A Supreme Court ruling blocking some of President Donald Trump’s tariffs is unlikely to bring down car prices in the near term, as detailed by Wired. The decision limits the president’s ability to impose certain duties under the International Emergency Economic Power Act.
New vehicles remain expensive, with the average new car price in the United States last month listed at $48,576. That is nearly a third higher than 2019, while cars priced under $20,000 have become increasingly rare.
A mix of factors has contributed to those costs, including lingering supply-chain issues from the pandemic, more expensive in-vehicle technology, higher labor expenses, and rising raw material prices. Tariffs on imported steel, aluminum, and cars have also been part of that cost picture.
The ruling limits one tariff tool, not the tariffs hitting autos
The Court’s decision focuses on tariffs imposed under the International Emergency Economic Power Act. The administration used that law to apply duties globally, citing “large and persistent” trade deficits as an emergency, and also applied tariffs to Canada, China, and Mexico tied to concerns over migrant and drug flows. The broader tariff picture has also been tracked in midsize company tariff burden.
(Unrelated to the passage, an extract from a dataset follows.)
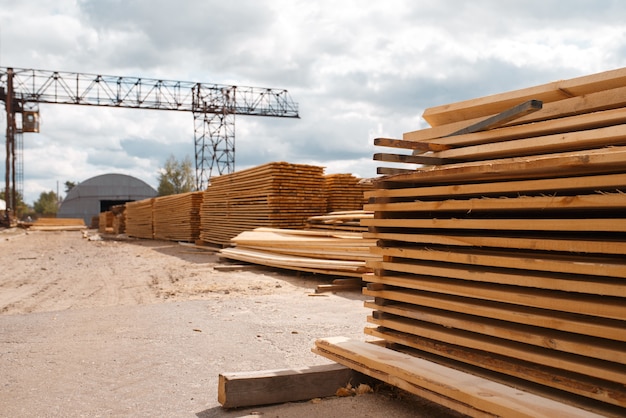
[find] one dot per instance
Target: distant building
(97, 194)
However, many tariffs that most directly affect the auto industry come from a separate law, Section 232 of the Trade Expansion Act. That statute allows tariffs on imports deemed a threat to national security, and the duties tied to key inputs and components remain in place.
Those remaining tariffs include duties on raw materials such as steel, aluminum, and copper, as well as tariffs on imported auto parts and fully built vehicles. The report notes a 15 percent tariff on cars manufactured in Europe, Japan, and South Korea.
Jessica Caldwell, Edmunds’ head of insights, said the broader cost situation has not fundamentally shifted as a result of the ruling. She said the core cost structure facing automakers has not changed overnight.
So far, automakers have absorbed some of the added costs rather than passing them fully to consumers. Wired cited Edmunds data showing car prices are up about 1 percent over the past year, even as tariffs have been blamed for sharper price impacts in other retail categories.
Caldwell cautioned that automakers may have less room to keep absorbing those expenses if cost pressures continue to build. Businesses have also been watching related risk stories like Copilot reading confidential emails as compliance and liability costs pile up. If automakers can’t keep eating higher input costs, more of those expenses could land on shoppers, further limiting the chance of a meaningful drop in new car prices.